Nihar B. Shah - Research

Home Research Publications Curriculum Vitae


Since the second half of my PhD so far, I am working in the areas of machine learning and game theory, with a particular focus on the application to crowdsourcing. Here is a brief description of some of my work.
Statistical inference from crowdsourced data

Data in the form of pairwise comparisons arises in many applications. Pairwise comparisons are free from several biases and are much faster and easier to make as compared to numeric scores. Given a noisy comparisons between various pairs of items, the question that now arises is how to draw meaningful inferences from this data? While prior literature mostly focus on quite restrictive "parametric" models, in my work, I instead consider models go beyond these parametric notions and are much more flexible. I develop estimation algorithms and fundamental theoretical guarantees for these models.
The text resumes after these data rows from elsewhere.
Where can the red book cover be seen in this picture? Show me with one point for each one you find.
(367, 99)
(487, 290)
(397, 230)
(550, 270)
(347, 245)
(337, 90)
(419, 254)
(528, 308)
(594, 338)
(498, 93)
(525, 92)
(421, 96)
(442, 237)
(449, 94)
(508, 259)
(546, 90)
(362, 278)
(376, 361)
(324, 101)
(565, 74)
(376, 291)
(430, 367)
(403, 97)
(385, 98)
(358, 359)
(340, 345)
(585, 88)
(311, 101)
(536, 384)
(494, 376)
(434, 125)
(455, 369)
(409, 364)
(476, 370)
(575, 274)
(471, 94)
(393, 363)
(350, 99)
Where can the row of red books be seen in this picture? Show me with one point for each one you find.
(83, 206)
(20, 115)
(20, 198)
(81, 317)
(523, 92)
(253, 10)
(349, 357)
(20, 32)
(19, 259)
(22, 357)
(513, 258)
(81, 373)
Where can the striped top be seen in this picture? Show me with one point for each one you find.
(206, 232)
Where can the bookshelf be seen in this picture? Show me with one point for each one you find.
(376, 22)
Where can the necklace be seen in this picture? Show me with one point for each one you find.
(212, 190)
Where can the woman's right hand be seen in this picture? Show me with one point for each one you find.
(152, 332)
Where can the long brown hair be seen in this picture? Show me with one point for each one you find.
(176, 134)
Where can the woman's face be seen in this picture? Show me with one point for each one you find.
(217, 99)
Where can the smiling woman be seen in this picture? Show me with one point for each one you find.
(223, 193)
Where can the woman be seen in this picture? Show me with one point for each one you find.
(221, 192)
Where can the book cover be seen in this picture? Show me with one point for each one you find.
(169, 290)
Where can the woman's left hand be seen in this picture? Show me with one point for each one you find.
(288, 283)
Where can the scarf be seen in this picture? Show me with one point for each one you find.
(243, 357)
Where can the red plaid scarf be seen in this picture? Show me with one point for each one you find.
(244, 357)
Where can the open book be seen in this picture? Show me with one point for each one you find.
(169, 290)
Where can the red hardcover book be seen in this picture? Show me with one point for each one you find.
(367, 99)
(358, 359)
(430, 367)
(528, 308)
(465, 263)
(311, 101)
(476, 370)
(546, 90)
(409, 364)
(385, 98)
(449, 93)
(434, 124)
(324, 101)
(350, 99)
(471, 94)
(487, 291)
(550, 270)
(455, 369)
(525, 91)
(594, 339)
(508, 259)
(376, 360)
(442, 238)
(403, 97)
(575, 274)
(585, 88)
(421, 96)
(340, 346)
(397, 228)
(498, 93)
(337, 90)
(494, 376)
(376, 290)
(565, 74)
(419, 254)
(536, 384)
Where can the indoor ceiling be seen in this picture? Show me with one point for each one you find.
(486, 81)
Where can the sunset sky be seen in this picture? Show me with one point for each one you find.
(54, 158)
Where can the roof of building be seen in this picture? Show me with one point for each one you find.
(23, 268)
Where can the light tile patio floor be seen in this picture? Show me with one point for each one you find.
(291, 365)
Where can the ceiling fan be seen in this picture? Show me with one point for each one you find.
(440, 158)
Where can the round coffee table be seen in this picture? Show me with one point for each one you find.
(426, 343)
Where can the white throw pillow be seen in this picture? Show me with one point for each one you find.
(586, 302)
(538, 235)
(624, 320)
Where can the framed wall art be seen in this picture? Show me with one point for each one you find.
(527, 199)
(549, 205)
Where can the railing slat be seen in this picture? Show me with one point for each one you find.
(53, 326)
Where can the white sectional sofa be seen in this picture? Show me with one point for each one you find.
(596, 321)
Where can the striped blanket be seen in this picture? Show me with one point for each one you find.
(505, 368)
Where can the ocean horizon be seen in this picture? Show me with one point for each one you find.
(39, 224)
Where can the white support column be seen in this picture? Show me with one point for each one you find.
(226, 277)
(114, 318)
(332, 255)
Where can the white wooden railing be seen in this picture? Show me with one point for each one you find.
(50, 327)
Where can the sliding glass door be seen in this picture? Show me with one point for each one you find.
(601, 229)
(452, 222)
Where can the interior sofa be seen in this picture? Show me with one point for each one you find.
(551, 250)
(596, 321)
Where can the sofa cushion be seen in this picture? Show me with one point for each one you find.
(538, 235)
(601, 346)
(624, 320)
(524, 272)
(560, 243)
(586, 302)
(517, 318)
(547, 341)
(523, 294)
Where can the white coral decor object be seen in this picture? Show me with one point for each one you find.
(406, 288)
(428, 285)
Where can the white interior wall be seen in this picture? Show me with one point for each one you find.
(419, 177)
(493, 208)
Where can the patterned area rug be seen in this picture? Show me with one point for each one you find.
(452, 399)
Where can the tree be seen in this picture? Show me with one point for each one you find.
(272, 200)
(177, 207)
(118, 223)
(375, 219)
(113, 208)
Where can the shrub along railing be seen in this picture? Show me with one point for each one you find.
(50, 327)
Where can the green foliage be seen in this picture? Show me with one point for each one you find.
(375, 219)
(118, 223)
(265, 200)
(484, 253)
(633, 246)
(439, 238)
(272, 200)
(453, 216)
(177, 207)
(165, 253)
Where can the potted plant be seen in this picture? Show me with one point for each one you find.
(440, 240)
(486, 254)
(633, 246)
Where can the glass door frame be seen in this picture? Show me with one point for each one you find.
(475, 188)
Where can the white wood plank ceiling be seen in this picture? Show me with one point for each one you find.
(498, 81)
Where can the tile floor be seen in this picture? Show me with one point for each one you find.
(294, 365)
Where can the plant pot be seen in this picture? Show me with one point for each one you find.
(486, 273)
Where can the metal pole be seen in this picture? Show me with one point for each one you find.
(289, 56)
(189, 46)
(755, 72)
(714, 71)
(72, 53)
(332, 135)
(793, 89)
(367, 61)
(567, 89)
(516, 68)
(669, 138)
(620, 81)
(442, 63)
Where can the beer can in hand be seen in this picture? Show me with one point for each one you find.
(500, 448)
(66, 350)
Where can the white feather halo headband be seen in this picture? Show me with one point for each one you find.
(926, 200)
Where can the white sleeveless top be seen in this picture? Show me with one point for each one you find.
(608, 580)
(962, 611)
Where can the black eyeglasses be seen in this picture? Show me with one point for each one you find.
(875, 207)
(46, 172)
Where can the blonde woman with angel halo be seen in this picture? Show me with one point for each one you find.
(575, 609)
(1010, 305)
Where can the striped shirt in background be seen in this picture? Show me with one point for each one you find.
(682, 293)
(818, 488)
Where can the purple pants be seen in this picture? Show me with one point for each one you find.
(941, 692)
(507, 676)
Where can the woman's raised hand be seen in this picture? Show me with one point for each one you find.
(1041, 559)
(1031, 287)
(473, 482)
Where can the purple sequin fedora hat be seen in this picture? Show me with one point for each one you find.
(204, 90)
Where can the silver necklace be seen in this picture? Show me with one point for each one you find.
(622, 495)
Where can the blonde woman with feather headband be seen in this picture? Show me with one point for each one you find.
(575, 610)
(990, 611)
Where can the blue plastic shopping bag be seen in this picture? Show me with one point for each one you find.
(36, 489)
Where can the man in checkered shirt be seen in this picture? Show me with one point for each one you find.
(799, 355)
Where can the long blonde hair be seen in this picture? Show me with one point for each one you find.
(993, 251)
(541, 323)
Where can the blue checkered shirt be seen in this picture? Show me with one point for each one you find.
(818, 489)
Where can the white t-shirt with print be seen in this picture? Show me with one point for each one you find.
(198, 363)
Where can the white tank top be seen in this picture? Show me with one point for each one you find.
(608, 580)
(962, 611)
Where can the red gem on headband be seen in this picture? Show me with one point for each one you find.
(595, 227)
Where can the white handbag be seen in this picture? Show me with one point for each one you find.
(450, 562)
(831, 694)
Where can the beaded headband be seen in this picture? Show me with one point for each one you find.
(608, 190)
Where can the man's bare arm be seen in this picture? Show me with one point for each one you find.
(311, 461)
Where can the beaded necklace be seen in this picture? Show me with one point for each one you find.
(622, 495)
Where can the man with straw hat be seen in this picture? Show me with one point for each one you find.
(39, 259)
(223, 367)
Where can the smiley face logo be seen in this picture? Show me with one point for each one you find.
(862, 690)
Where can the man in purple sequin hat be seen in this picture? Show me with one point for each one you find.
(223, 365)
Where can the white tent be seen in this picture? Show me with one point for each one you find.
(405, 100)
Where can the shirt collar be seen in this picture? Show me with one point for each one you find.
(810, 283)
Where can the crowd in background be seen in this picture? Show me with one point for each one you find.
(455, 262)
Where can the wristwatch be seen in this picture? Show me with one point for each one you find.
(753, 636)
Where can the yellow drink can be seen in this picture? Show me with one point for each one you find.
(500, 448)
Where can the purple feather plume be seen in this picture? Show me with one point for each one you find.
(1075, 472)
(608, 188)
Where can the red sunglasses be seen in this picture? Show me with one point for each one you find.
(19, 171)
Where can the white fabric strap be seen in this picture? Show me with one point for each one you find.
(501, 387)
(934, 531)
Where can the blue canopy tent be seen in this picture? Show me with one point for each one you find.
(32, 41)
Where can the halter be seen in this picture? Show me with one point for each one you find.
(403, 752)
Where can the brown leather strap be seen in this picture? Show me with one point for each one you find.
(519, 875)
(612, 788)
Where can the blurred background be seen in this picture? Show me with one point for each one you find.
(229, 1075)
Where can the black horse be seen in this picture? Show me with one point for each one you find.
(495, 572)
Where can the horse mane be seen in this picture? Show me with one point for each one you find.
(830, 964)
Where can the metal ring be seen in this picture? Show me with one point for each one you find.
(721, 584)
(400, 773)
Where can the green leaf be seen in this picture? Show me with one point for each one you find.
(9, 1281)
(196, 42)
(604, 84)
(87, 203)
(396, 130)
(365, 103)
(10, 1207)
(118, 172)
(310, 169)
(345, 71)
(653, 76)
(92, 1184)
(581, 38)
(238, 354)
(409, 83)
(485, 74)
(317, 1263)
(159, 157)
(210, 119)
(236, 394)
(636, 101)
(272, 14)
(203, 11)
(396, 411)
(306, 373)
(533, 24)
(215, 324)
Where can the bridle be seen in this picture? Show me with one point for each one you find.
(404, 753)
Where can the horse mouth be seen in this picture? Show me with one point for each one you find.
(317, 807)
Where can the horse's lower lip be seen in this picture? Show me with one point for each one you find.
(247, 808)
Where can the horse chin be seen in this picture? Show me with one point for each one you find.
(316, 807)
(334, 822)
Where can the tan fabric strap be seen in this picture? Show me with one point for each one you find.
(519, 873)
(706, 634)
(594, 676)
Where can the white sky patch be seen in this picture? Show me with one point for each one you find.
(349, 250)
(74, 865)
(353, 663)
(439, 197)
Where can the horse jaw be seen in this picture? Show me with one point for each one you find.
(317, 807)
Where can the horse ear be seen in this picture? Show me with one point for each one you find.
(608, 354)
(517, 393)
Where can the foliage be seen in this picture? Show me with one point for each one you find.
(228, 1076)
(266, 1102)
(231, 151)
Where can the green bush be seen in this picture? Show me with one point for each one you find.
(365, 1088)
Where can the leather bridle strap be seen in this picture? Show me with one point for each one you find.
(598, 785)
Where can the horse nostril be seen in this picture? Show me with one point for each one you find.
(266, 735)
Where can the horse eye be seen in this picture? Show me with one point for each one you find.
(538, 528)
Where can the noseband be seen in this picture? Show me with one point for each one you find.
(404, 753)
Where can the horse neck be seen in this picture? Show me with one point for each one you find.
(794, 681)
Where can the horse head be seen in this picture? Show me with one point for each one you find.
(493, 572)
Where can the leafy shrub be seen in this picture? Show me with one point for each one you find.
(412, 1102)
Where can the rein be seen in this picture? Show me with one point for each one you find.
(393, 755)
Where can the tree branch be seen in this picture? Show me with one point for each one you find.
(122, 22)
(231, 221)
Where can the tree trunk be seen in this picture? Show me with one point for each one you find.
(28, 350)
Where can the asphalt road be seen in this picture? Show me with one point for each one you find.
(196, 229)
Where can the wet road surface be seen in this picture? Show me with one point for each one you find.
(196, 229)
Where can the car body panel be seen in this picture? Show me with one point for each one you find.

"Unique" mechanisms for obtaining high-quality data from crowdsourcing

A major problem with the data obtained from crowdsourcing is that it is extremely noisy. My work designs novel data collection mechanisms that lead to a collection of higher high-quality data. The proposed mechanisms are rooted in fundamental theory --- we show that our mechanisms are unique in that they the only mechanisms that can satisfy a natural 'no-free-lunch' axiom. Our mechanisms have a simple and interesting "multiplicative" form.


Fun and games with rank aggregation

And finally, just for fun, you may like playing this game that I've made.
Here are the in instructions.
is the algorithm underlying the game.


I have previously worked on problems in the area of coding and information theory. More specifically, my prior research focused on constructing (error correcting) codes for distributed storage systems which need to be highly reliable, make the data widely available, handle node failures efficiently, and must also be able to optimally use resources such as storage space and bandwidth.

The video on the left gives a gentle introduction to an aspect of our work along with a toy example of one of our code constructions. More details are provided below.

Click here to download the video

Today's large scale distributed storage systems comprise of thousands of nodes, storing hundreds of petabytes of data. In these systems, component failures are common, and this makes it essential to store the data in a redundant fashion to ensure reliability. The most common way of adding redundancy is replication. However, replication is highly inefficient in terms of storage utilization, and hence many distributed storage systems are now turning to Reed-Solomon (erasure) codes. While these codes are optimal in terms of storage utilization, they perform poorly in terms of network bandwidth. During repair of a failed node, these codes require download of the entire data to recover the small fraction that was stored in the failed node. Recovering data stored in a particular node is of interest not only during repair but also for many other applications.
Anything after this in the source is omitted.